Ddl “Coesione e crescita”, ok da giunta a manovra da oltre 220 milioni. Schifani: «Sostegno alle famiglie e alle imprese, frutto del risanamento dei conti»
Misure di sostegno in favore delle giovani coppie, delle famiglie, delle imprese e investimenti nella sanità per ridurre le liste d’attesa, aumentare le prestazioni e costruire ospedali nuovi ed efficienti. Ma anche fondi per pulire i bordi delle autostrade e prevenire gli incendi e per garantire la manutenzione di dighe e fiumi. Sono queste alcune delle principali linee di intervento contenute nelle variazioni di bilancio deliberate oggi dal governo regionale. Il disegno di legge “Coesione e crescita” varato dalla giunta Schifani vale complessivamente 221 milioni e dà risposte ai cittadini in tema di lotta al caro-vita, con un’attenzione particolare mondo produttivo e al sociale.
«La stabilità finanziaria, raggiunta in questi anni con un lavoro costante e condiviso – dichiara il presidente della Regione, Renato Schifani – consente di poter disporre di risorse fondamentali per sostenere le famiglie, le imprese e, in generale, consolidare sempre di più lo sviluppo della Sicilia. Abbiamo deciso di continuare a sostenere le aziende del territorio con finanziamenti agevolati nel settore del commercio, alleviando la pressione dei mutui e supportando le vittime del racket che denunciano. Abbiamo incrementato tutte le misure già avviate in precedenza con Irfis per sostenere i consumi delle famiglie e ridurre l’aumento dei tassi di interesse sui mutui e che hanno riscosso molto successo, con un occhio rivolto ai giovani che decidono di acquistare casa e vivere nell’Isola. Con questa manovra dimostriamo che il modello Sicilia, fondato sul risanamento dei conti e su una visione strategica di lungo periodo, continua a produrre risultati concreti e positivi nella vita dei cittadini».
Nel dettaglio, gli interventi.
Economia, attività produttive, agricoltura
Una nuova misura riguarda l’erogazione di mutui agevolati ai giovani con meno di 35 anni e un Isee inferiore a 35 mila euro: previsto un fondo di 9 milioni.
Con altri 9 milioni, a fronte dell’innalzamento dei tassi, si punta a introdurre una nuova edizione del bando per l’erogazione di contributi per abbattere gli interessi per gli anni 2024 e 2025 sui mutui per la prima casa.
Ulteriori 9 milioni sono destinati a incrementare il plafond finanziario per il credito al consumo, rimborsando gli interessi sugli acquisti di beni durevoli non di lusso.
Stanziati 10 milioni per scorrere la graduatoria del bando Irfis contro il caro-mutui sopportato dalle imprese, aumentando la platea di chi ha diritto di godere di questo intervento e non ne ha ancora beneficiato; mentre 4 milioni permetteranno di aumentare il plafond per i finanziamenti agevolati per gli investimenti delle micro, piccole e medie imprese operanti nel commercio.
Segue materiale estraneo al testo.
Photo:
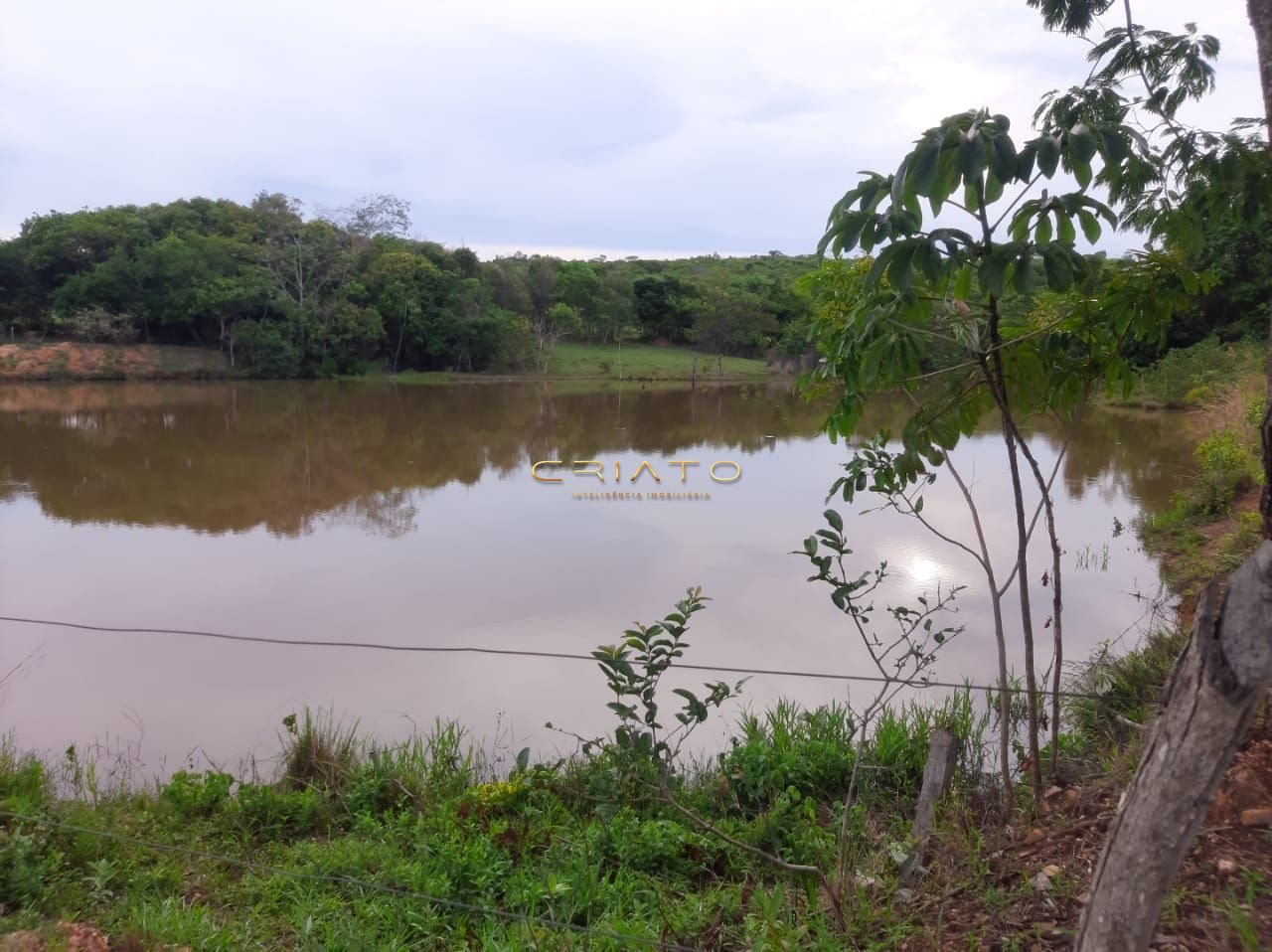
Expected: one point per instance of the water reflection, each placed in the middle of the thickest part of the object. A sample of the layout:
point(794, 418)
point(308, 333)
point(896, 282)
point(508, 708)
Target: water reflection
point(407, 515)
point(232, 457)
Altri 2 milioni vengono destinati alle imprese danneggiate dal racket: un milione per il ristoro dei danni subiti e un altro milione per agire in maniera preventiva e installare sistemi di videosorveglianza.
Nel settore agricoltura, 8 milioni sono stanziati per la copertura delle posizioni debitorie dei consorzi di bonifica di Palermo. Enna e Agrigento e lo sblocco del pagamento degli stipendi.